There is no meaning to the approval of those who never disapprove. Relativism is the privilege of irresponsibility. To act is to choose; to choose is to judge. What we only enjoy, we only regret losing; what we approve of, we fight for. If it is not hypocrisy to say I enjoy things I could not do, it is not hypocrisy to say I enjoy things I would not do. But the least thing you approve of should be more important to you than the greatest things you enjoy without approving.

VII

There are two ways to approve without enjoying: to approve, but choose not to enjoy; or to approve, but be unable to enjoy.

To approve of victory, but choose not to gloat; to approve of accomplishment, but choose not to celebrate and trumpet; to approve of an afterlife, or some abstract immortality by posterity or participation, but choose honor in grief; these are wise choices. Good taste and compassion often reserve enjoyment from things which, viewed in themselves, ought to be enjoyed. Enjoyment belongs to what we do for ourselves; in what we do for others, enjoyment may become condescension, mockery, even cruelty.

Where there is much to be forgiven, you can approve of forgiveness but not enjoy extending it. The more you compassionate the needy, the harder giving becomes, because it brings you nearer their state.

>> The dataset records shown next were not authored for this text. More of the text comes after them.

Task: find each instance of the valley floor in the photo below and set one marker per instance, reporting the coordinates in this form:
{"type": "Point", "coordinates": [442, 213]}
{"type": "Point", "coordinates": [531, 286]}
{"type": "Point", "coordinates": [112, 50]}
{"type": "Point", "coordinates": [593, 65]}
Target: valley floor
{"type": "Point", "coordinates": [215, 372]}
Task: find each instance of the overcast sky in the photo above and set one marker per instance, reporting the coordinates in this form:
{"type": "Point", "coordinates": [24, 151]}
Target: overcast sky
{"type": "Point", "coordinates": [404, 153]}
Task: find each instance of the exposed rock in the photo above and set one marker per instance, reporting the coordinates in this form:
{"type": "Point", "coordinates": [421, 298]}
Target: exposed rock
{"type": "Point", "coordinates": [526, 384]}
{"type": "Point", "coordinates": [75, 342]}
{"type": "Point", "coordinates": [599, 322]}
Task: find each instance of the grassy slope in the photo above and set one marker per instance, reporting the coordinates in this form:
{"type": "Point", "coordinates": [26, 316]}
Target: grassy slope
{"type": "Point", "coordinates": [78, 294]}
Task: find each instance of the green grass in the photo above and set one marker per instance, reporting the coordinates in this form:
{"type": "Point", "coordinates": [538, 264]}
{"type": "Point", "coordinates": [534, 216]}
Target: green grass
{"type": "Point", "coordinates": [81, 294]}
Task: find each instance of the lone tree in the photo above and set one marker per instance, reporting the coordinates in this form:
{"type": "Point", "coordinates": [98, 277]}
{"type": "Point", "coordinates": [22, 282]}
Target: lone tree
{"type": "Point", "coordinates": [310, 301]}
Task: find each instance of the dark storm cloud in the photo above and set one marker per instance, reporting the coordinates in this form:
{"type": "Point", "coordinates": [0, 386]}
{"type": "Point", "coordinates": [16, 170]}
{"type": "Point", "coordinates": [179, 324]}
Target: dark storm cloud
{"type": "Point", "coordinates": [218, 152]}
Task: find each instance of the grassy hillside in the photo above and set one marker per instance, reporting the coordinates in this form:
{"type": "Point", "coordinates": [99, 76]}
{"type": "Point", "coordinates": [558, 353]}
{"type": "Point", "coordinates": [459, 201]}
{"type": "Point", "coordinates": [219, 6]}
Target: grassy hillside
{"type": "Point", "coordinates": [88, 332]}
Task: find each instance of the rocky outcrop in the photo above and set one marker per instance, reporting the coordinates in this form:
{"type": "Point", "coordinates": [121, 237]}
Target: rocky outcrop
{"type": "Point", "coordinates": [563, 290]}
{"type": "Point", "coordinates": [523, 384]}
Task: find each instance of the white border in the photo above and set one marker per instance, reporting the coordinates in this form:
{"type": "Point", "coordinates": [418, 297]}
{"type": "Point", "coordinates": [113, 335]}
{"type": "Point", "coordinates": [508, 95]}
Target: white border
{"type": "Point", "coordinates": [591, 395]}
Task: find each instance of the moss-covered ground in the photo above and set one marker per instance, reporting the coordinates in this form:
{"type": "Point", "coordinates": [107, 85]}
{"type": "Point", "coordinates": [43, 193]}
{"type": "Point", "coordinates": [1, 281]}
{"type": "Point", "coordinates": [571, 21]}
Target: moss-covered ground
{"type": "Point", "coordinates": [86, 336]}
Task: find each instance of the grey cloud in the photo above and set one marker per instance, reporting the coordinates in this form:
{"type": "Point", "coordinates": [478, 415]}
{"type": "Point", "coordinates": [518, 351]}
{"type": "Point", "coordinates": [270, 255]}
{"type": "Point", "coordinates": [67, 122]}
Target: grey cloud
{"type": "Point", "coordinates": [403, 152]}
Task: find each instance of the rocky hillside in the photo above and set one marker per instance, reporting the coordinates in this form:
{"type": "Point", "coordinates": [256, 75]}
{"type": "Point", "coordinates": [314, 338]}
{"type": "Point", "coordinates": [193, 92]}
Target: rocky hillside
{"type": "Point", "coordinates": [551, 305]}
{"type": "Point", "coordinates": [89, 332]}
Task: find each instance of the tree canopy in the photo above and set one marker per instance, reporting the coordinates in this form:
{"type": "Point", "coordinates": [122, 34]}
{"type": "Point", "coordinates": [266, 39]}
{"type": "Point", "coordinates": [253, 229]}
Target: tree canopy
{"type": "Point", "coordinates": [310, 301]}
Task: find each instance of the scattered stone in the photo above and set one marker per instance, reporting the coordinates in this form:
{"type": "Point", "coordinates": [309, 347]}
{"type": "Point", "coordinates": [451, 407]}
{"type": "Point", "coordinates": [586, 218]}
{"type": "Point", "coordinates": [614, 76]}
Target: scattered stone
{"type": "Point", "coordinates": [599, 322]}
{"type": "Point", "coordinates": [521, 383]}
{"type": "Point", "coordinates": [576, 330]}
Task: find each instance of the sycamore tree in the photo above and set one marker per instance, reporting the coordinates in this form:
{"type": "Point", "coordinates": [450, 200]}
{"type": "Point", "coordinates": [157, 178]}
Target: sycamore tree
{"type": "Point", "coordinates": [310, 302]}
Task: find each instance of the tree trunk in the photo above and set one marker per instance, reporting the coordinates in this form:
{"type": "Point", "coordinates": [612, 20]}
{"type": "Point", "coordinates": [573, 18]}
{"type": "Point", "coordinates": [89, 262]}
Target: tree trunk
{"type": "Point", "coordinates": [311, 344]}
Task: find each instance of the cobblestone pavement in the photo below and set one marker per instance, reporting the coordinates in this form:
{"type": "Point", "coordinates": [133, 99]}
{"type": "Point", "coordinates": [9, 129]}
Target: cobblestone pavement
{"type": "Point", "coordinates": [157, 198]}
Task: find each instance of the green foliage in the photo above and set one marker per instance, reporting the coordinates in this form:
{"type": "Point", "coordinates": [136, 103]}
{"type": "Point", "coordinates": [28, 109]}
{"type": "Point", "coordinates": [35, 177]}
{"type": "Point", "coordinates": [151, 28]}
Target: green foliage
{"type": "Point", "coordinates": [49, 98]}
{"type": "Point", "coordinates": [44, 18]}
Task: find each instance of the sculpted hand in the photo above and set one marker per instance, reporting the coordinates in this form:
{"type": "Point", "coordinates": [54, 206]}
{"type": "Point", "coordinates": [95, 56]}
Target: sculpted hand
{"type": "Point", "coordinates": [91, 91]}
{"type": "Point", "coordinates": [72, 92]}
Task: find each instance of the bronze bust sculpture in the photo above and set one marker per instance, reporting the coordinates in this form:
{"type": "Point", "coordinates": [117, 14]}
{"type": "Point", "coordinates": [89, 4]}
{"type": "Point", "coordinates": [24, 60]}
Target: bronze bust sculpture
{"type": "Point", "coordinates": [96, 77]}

But most of the time, what we approve of without enjoyment is what we have become bored with. Every passion fades by like degrees. First there is unmixed enjoyment, love, satisfaction, delight; but however fascinating, we must look from it from time to time to other things. Where there was steady fire, now we only flare when we return. Then we only plan to flare; fire becomes a power, not a practice. The power untried atrophies; and we are left approving with our whole being what we can not longer enjoy.

There is nothing steady in life which is not subject to this failing; but it is not inevitable. Passive boredom is not a phenomenon, but a vice – one whose indulgence inevitably poisons every experience, empties every life.

VIII

There is a difference between boredom and blind habit. Boredom is the absence of enjoyment; blind habit is the absence of the awareness of enjoyment, an awareness which returns sharply in its deprivation. This is the fate of everything approved of and enjoyed: whether continuous or periodic, occasional or unique, it is unresistingly assimilated, until it acquires the indispensable invisibility of the foundation of a house or the smooth working of internal organs.

We see clearly what we approve of but do not enjoy; we see what we enjoy but do not approve of; but we do not see at all what we approve of and enjoy. It is therefore conditional to anyone creative or sensitive, who would see what others do not, to be able to withhold or supply enjoyment as needed, separately from approval. Together they conceal; separately, the arc between them can illuminate any experience.

Brevity

It is the lesson of poetry that more can be said briefly than can be said at any length. Brevity is wit itself. All comebacks are laconic. All attacks should be surprises. Quotations and proverbs contract with time. The short version on the lips, not the rambling original in books, gives the author credit and fame. Repetition for rhetorical effect may be eloquence; variation may be illumination; but most repetition is redundancy, and most variation is vanity. Something is always sacrificed to pad the page or word counts, or to the smearing thin of thick, subtle concepts to lubricate the passage of a dromedary audience through the needle’s eye of understanding. Eloquence that must be dug out is eloquence buried alive. What the mind retains of prose is its flensed, poetic skeleton. Digressions may be ends in themselves; but illustrations and examples are passed over or forgotten, if not burned in as metaphors. If you write to instruct, ineloquence is inevitable. Prose is not poetry; but even in prose you must have a poet’s discipline, and the poet’s principle: better lost than found for the wrong reason.